Outrageous and brazen judicial arrogance, capriciousness and narcissism. The actual words of statutes mean nothing, apparently, and, are free to be amended on an ad-hoc basis, by self-aggrandizing federal judges usurping legislators’ roles and powers.

Roberts once again proves himself to be a greasy, malleable, unprincipled and politically expedient Chief Justice of the U.S., more concerned with preserving the Court’s standing in the eyes of public opinion, than he is with law and facts; so, no surprise, there. But, to see Gorsuch join this absurdity is confounding and disappointing.

So in a nutshell SCOTUS creates another protected class. Shouldn’t that me the legislature and the presidents job????

    n.n in reply to starride. | June 15, 2020 at 3:08 pm

    Semantic games, scientific corruption… Technically, everything is legal after the Twilight Amendment established the Progressive Church and Pro-Choice, selective, opportunistic, politically congruent (“=”) religion normalized bigotry (i.e. sanctimonious hypocrisy).

So I can’t fire a guy in my privately-owned business for telling a student skydiver that he won’t grind his woody into her back because he’s a sexual deviant, but I can ban people from my social network for disagreeing with left-wing mythology?

Gorsuch is learning form Roberts. If there is nothing in the law that is to your liking, just make something up and insert it

Taking a statute that never considered such a thing and saying it covers such a thing is legislating from the bench.

Meanwhile, the same Court continues to permit states and municipalities to steal our 2nd Amendment rights.

The Right to keep and bear arms. We keep them in our home, we bear them outside the home.

The root of the problem is the do-gooder legislation, the civil rights act itself that tries to micromanage things.

You could have a simple law where people can’t be fired or reasons unrelated to their employment, but that would not be intersectional.

Like the Americans with Disabilities Act that forced a business to build a super clean room bubble because people claimed allergies or sensitivities, or bring there Service Ostrich with them into a restaurant (I cry big fowl!).

There is no good intent that can’t be perverted, in this case literally, by the courts. Because SCOTUS has become imperial, we need a constitutional amendment that allows their decisions to be overridden by the legislature, states, and/or the President. The alternatives are worse.

    Don in reply to tz. | June 15, 2020 at 6:43 pm

    I don’t believe that the framers of the 14th intended it to apply to the hiring by private companies.

    The worst thig to ever happen to America is the 14th Amendment.

This seems more like a reminder memo and a guide to firing an employee than anything else.

“Ours is a society of written laws.”

This is certainly a good time to remind everyone of that, period.

“In Title VII, Congress adopted broad language making it illegal for an employer to rely on an employee’s sex when deciding to fire that employee.”

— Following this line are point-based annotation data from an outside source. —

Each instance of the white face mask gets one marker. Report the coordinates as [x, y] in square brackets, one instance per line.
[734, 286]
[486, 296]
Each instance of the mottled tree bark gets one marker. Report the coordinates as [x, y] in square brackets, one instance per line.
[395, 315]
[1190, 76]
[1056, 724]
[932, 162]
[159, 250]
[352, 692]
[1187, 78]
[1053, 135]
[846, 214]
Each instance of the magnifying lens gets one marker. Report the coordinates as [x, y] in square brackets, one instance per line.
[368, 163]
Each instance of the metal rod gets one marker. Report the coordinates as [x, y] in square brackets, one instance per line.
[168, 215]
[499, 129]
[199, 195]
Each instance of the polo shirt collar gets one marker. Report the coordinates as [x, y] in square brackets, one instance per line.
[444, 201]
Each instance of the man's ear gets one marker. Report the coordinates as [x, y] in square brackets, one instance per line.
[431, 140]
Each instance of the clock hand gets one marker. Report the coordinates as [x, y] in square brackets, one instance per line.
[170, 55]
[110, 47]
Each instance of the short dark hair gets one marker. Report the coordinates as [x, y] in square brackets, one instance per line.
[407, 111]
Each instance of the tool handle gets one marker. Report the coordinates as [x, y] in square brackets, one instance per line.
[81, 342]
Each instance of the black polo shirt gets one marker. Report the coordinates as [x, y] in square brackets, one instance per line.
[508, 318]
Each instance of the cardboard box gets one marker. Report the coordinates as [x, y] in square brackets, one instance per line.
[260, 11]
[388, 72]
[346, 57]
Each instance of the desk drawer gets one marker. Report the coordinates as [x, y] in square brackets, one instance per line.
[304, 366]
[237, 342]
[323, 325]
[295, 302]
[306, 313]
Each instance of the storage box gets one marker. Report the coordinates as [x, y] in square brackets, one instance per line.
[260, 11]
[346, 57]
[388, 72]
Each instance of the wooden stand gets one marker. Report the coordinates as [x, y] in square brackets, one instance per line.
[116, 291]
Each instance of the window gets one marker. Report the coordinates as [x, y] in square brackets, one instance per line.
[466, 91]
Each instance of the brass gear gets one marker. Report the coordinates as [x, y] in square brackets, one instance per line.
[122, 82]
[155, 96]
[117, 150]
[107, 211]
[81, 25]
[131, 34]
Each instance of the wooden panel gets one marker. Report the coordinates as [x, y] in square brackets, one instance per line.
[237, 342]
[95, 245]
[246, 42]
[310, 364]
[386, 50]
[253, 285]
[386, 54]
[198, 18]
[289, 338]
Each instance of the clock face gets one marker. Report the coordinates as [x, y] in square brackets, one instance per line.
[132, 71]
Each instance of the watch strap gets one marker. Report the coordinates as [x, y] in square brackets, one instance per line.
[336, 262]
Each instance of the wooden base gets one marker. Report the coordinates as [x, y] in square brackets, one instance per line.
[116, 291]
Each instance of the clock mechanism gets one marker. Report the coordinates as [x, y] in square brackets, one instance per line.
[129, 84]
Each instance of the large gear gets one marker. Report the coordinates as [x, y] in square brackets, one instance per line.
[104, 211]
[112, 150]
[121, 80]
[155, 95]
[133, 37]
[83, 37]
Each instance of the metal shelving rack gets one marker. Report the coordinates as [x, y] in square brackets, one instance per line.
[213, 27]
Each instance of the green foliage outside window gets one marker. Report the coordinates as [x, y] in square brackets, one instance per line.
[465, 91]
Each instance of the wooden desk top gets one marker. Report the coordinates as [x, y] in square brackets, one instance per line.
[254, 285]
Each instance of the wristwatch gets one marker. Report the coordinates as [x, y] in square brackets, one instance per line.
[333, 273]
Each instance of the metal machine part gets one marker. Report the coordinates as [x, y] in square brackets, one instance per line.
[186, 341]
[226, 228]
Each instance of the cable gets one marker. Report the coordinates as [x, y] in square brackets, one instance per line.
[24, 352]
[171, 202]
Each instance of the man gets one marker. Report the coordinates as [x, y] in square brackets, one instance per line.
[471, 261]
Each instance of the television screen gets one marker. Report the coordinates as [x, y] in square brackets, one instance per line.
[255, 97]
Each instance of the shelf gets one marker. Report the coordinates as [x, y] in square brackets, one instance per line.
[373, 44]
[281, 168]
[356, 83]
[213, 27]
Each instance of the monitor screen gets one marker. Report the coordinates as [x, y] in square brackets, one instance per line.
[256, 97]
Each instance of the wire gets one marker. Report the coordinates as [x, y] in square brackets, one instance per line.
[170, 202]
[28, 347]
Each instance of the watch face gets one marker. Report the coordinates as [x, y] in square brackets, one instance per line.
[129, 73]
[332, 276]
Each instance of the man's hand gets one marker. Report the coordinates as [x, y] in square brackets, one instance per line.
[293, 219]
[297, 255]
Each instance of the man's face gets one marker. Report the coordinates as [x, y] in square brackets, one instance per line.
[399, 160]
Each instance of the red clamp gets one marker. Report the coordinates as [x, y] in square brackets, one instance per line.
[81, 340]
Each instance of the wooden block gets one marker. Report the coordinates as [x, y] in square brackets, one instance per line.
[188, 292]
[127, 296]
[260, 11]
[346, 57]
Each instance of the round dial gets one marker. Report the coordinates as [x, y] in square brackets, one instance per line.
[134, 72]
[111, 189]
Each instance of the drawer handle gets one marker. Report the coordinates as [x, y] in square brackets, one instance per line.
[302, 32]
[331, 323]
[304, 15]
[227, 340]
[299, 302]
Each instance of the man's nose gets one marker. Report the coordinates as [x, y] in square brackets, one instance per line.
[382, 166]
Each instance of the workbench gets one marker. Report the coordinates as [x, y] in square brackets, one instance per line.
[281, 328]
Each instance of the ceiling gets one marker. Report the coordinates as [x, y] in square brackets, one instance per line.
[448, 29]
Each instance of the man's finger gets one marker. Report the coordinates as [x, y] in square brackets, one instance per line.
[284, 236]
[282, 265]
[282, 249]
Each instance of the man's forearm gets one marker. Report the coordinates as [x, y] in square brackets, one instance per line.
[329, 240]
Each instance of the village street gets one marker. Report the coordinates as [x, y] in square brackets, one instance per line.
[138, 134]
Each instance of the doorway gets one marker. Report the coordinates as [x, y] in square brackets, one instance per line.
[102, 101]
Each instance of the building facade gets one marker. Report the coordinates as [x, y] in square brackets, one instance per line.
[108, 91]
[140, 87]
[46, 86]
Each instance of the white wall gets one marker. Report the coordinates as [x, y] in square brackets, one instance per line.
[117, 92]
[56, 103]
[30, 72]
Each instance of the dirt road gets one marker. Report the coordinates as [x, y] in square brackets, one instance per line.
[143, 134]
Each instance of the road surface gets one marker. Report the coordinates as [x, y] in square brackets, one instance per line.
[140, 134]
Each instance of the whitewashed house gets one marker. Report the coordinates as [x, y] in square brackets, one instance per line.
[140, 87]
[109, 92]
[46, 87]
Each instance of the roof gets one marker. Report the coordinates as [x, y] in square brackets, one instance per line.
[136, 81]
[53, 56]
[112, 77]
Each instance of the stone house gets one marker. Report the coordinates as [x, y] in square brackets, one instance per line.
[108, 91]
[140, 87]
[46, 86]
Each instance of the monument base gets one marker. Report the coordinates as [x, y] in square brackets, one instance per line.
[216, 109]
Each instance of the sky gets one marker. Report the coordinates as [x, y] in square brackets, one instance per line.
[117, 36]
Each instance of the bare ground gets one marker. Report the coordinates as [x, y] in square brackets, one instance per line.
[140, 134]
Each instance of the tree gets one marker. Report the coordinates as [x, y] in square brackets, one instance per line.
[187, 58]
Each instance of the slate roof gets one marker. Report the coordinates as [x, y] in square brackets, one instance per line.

Clear Reminder to Employers: You will need to rely on a little more than an employee’s sex to get rid of he/she/they.

‘An employer who fires an individual merely for being gay or transgender defies the law.”

Another Clear Reminder to Employers: It’s gotta be a little something more that “merely” to cut he/she/they’s paycheck for good.

MattLauersNob | June 15, 2020 at 9:43 pm

So Gorsuch says they can’t ignore the written law while completely ignoring what the written law says. Got it.

Im failing to see why the gnashing of teeth over this one? Being fired for being gay or what ever should be illegal.

Now if a conservative gets fired for being a conservative then bring the court case and be done with it. I think sometimes conservatives need to go some fucking balls and just copy with the pussies on the left are doing and then ram it down their throats like a Sunday morning pickup.

So, Merrick Garland is alive & well, after all.